I have created a lot of virtual machines connected to vmbr0 bridge. They have 172.16.26.2 and so on as IP addresses.

Then, what I want to accomplish is to set up a DHCP server inside one of the VM inside the PROXMOX node, but which it is not supplying IP addresses to the elements outside the physical server. Only other VMs inside the same physical PROXMOX node can use it, and machines in the "private network" can't.

I am starting to use Proxmox and managing networks, and I am still learning to manage networks.

My first idea was to block port 67 (DHCP) for input traffic in my physical server. But as I have a vmbr0 bridge, I am really confused and I don't know how to do it in Proxmox. I tried to block port 67 in the vmbr0 using the Proxmox Web UI in the node level of the firewall, but it just blocks DHCP for proxmox OS itself. But machines outside the server can still use the DHCP server.
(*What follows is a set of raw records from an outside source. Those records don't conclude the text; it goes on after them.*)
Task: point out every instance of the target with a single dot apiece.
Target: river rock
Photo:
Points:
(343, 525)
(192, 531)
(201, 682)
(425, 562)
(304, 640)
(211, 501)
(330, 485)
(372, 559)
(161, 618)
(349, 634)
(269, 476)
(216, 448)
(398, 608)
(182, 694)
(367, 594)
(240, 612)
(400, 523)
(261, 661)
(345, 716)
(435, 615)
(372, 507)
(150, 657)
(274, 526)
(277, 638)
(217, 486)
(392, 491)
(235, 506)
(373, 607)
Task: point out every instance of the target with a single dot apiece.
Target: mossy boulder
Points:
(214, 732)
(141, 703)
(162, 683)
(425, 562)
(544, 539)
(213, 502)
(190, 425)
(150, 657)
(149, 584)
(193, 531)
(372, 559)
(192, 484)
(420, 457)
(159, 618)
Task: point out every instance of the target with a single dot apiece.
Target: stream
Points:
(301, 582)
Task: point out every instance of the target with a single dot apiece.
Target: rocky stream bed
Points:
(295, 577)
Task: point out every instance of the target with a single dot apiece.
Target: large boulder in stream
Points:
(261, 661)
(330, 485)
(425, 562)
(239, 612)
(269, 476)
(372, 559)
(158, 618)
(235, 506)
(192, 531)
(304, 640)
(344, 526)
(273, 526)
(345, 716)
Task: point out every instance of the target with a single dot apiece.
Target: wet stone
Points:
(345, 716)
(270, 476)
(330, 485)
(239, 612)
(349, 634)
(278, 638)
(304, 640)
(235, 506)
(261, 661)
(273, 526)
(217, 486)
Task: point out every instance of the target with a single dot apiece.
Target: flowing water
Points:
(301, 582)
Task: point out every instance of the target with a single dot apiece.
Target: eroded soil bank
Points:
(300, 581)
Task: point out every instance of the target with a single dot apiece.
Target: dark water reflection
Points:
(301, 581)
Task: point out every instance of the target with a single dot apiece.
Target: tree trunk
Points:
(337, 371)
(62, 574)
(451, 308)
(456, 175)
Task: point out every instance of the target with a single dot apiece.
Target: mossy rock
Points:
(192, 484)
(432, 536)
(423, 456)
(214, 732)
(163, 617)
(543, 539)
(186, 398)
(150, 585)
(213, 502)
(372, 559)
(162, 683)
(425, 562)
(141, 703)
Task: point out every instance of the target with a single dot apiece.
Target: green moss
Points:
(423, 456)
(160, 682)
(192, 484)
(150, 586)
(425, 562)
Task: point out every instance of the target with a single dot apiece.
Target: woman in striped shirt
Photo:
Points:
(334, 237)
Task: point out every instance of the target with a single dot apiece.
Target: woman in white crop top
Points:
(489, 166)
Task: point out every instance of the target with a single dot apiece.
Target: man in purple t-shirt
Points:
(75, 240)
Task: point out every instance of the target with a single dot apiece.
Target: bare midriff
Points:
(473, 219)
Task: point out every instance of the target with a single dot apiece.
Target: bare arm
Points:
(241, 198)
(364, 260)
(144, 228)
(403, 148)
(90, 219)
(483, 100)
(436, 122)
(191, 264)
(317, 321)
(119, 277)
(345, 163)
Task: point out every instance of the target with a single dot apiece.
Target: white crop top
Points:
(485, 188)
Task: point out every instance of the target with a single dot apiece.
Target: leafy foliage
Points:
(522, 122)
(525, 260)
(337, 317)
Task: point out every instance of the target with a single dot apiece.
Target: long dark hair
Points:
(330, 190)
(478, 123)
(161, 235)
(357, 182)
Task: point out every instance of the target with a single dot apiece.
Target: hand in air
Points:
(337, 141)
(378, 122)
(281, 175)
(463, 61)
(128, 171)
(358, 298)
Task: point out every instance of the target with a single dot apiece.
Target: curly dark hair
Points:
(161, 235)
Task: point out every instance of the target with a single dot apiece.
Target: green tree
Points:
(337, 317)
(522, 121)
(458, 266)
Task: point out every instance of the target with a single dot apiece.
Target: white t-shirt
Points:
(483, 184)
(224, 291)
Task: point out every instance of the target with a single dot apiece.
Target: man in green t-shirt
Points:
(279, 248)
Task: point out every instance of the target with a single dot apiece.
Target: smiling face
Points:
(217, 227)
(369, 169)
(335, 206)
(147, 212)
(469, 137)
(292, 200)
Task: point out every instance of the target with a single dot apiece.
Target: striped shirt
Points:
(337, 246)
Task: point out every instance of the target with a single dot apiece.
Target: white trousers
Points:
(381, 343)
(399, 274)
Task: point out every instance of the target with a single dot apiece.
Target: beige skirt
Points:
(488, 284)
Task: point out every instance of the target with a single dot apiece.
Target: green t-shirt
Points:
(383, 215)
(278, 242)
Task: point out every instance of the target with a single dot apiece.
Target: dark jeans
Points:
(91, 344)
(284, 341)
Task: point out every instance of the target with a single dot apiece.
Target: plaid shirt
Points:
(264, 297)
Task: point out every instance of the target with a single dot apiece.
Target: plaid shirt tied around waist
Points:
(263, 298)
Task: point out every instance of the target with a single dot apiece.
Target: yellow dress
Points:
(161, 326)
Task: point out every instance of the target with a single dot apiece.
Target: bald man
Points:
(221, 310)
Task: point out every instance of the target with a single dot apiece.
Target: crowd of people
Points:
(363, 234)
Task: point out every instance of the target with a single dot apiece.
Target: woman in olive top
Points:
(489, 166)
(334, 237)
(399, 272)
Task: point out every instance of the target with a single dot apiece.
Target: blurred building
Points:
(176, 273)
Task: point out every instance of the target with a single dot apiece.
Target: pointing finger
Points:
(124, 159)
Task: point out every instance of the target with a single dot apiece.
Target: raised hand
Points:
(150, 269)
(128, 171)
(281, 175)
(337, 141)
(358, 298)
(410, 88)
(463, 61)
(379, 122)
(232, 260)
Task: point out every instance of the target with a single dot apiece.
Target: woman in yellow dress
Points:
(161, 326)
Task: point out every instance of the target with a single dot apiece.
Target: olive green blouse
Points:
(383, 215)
Is there any way to accomplish this task?

proxmox_idea.png
 
I think you can create a rule to allow DHCP ports for all the VMs
Then another rule that blocks DHCP ports
As the firewall inspects the rules sequentially, if the first rule match, the process stop and the second rule is not used
Regards
maybe I was not clear enough, sorry. My main concern is NOT ALLOWING serving DHCP requests from machines outside the node.

Your proposal, if I understood correctly, doesn't work because DHCP request don't have any IP (obviously, because the reason of a DHCP request is to get an IP). So, I can not filter which DHCP request comes from a VM and which request comes from the outside.
 
My mistake ... I don' clearly understand.
The firewall only knows what to do looking at IP or TCP Ports.
You're right, as you have not IP yet you cannot use the 2 rules I propose.

In DHCP, you can assign IP Address thanks to macaddress with lines in your DHCP like :

host server1 {
hardware ethernet <mac address>;
fixed-address <ip address>;
}

It's not very flexible since you have to declare all your VMs, and if you add a VM, you'll have to add the new server in your DHCP conf.
But with the correct setup in DHCP, you will only serve the VMs declared.